The Windows "firewall" blocks big scary ICMP packets by default.


----------



## bsdlight (Nov 29, 2012)

Good Morning SirDice,
     I found my mistake..
     I was right.....
     A big mistake done by me...
     After setting every thing right...
     I done a very big mistake
     For testing NATD and DNSMASQ ..............
     I issued command ping http://www.microsoft.com.........
     That was very big mistake in my life...
     I played with this command for almost two days....
     And when I ping http://www.irfca.org....... (My local hobby site)....
     I found every thing is working well.............
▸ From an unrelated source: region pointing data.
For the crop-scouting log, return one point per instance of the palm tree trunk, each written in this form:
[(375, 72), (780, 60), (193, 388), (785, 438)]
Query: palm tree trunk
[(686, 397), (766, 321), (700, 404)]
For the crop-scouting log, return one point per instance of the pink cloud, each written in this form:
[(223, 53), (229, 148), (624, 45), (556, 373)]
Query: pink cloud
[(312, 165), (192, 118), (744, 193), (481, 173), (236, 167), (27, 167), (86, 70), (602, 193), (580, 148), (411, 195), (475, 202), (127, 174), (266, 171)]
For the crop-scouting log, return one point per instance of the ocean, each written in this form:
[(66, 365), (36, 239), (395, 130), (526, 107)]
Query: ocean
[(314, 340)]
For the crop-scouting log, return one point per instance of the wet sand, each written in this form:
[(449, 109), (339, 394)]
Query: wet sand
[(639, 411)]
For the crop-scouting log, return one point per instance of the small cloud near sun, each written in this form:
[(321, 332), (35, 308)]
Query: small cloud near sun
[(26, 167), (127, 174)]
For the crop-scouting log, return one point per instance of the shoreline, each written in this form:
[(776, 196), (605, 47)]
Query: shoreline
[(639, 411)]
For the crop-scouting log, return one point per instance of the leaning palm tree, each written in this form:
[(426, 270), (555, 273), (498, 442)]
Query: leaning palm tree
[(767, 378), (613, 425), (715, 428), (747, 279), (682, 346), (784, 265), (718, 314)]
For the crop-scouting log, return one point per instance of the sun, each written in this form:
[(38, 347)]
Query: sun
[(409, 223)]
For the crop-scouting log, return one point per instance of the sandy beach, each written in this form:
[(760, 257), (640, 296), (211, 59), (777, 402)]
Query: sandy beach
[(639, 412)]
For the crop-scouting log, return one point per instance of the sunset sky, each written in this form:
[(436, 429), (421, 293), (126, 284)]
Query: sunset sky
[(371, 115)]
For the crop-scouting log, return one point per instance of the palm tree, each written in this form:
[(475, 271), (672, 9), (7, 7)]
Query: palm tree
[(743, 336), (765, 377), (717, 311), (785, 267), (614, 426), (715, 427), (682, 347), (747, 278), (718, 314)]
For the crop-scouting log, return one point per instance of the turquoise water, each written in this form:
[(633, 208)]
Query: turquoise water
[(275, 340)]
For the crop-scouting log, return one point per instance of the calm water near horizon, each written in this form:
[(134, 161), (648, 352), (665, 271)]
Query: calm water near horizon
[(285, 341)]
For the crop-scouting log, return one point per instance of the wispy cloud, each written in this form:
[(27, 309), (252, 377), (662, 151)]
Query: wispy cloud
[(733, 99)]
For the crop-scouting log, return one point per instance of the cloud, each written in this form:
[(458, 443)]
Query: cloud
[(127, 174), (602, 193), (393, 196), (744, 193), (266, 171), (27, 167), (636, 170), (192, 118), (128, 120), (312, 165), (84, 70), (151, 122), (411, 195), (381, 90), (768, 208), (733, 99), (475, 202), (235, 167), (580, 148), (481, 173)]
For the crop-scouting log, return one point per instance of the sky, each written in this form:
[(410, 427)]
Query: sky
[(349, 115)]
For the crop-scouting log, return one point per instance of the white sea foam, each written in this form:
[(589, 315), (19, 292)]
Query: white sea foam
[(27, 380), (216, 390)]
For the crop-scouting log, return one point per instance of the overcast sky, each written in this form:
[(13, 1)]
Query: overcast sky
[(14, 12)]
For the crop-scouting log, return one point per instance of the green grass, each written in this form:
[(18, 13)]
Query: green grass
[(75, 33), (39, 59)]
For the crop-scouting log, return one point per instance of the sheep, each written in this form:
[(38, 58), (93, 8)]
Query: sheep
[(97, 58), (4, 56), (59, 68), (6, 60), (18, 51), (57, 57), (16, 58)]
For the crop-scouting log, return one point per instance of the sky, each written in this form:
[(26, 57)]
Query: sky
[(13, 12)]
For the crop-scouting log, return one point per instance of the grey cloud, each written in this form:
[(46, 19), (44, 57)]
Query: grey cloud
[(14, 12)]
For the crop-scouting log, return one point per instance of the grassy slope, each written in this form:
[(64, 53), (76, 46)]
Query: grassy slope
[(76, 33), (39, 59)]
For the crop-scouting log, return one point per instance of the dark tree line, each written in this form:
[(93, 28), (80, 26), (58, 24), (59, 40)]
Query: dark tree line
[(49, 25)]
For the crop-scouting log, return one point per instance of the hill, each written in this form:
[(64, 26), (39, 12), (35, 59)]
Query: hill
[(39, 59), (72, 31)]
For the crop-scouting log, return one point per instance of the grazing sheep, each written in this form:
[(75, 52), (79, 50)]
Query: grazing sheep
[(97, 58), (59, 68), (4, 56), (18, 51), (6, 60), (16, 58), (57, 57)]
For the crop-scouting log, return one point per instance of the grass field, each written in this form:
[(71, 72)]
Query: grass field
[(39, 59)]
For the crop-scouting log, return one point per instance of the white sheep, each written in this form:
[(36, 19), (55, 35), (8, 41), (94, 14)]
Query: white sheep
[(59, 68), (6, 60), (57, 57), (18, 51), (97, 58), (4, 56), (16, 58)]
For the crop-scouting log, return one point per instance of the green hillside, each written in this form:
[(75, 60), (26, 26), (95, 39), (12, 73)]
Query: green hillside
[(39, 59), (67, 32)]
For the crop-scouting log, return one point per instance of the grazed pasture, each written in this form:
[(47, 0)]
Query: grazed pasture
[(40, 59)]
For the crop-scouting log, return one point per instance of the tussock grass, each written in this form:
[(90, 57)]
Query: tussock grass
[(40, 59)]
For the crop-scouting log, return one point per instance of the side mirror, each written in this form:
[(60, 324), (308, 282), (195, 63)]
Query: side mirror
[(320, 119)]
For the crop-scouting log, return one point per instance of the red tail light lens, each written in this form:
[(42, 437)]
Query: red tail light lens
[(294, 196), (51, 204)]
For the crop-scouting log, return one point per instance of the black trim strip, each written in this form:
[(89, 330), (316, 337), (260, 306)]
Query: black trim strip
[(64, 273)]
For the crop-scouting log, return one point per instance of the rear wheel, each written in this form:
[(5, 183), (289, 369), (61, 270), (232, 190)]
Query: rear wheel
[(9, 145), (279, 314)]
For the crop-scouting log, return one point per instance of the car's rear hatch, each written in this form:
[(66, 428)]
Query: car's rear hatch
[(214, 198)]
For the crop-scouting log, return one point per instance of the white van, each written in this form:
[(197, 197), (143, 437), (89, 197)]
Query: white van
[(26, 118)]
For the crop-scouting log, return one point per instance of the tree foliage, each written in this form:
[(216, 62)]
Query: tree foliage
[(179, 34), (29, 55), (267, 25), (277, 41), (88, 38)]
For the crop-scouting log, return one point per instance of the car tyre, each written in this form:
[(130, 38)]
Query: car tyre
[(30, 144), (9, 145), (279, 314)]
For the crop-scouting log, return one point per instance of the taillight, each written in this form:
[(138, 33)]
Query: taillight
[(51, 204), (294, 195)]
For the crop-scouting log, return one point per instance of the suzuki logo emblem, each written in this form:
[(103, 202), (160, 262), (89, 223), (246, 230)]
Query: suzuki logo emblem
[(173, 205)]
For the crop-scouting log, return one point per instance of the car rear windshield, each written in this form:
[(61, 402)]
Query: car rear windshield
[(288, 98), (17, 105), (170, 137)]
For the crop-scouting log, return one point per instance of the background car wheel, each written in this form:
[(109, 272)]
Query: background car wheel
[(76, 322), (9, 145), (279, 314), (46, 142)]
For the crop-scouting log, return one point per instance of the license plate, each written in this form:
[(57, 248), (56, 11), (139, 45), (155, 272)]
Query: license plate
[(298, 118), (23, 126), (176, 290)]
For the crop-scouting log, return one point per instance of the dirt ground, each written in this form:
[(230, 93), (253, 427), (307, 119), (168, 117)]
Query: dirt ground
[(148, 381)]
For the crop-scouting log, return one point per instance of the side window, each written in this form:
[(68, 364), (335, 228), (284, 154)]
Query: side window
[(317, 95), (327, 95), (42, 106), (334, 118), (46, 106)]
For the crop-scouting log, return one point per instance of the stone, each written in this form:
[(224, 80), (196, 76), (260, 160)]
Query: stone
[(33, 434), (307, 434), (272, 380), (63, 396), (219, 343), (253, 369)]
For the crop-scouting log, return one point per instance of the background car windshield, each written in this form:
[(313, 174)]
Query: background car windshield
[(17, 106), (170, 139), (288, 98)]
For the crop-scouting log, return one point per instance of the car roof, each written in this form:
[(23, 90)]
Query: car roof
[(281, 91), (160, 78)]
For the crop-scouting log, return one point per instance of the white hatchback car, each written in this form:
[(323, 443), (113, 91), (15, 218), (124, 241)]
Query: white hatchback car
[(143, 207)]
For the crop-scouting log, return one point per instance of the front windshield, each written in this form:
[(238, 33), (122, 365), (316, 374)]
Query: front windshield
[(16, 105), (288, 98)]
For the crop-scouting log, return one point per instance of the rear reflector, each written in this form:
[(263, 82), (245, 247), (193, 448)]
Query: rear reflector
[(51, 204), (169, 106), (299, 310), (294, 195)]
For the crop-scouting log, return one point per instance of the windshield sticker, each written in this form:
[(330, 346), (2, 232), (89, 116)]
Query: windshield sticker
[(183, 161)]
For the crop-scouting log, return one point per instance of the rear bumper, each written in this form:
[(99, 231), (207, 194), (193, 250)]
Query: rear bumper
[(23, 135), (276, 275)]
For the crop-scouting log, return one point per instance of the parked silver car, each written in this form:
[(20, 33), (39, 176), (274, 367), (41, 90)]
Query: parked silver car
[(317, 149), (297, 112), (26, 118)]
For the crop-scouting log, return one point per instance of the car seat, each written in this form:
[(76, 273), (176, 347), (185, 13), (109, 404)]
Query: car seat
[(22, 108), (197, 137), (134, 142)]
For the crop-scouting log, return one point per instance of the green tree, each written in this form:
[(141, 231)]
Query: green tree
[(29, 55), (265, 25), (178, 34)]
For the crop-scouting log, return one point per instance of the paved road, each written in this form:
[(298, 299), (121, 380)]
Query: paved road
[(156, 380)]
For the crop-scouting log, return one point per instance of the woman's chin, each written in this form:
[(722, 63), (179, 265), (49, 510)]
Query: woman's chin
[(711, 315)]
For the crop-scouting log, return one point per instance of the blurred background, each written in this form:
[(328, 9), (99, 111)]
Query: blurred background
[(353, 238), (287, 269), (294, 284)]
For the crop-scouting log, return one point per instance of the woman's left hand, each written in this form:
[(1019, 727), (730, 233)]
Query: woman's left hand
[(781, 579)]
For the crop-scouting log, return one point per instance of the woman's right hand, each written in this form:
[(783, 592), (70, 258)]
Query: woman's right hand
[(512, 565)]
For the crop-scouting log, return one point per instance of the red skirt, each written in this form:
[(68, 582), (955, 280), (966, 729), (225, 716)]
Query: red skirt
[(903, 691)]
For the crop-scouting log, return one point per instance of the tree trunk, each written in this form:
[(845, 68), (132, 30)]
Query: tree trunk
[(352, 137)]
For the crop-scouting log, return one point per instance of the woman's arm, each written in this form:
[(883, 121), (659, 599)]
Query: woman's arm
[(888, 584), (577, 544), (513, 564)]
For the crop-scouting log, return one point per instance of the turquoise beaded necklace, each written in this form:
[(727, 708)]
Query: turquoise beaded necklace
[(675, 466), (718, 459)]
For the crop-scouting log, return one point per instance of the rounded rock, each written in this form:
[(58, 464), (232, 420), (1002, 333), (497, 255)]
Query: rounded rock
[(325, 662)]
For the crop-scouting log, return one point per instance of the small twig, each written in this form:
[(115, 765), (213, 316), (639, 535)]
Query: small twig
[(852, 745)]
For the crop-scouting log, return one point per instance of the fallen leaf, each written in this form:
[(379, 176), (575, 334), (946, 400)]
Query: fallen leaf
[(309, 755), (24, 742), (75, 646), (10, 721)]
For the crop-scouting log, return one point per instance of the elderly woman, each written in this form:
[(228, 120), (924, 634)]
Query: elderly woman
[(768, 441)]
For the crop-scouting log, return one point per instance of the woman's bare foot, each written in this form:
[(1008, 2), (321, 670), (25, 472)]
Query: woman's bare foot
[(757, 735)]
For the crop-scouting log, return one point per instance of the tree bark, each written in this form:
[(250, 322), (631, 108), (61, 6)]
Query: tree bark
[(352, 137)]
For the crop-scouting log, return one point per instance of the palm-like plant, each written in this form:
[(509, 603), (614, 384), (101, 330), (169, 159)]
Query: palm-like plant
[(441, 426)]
     (THANKS A LOT GURUJI)...........


----------



## bsdlight (Nov 29, 2012)

Resp wblock...............
 "The Windows "firewall" blocks big scary ICMP packets by default.
Reply With Quote" 

You are very riggt...
If Windows blocks ping.. 
Then how we can expect reply from http://WWW.MICROSOFT.COM ????????????????
Thanks


----------



## bsdlight (Nov 29, 2012)

Respected all Freenas Users.......

    Brothers good news for you from little brother..
    I am successfully using FreeNas (Or Nas4Free) as internet gateway...
    I am creating very detailed documentation on this point..
    Kindly wait for 1 more day...
    I will post details how I done this...

    Thanks Brothers..


----------



## DutchDaemon (Nov 30, 2012)

I think it's a good time to read your signup email/PM now.


----------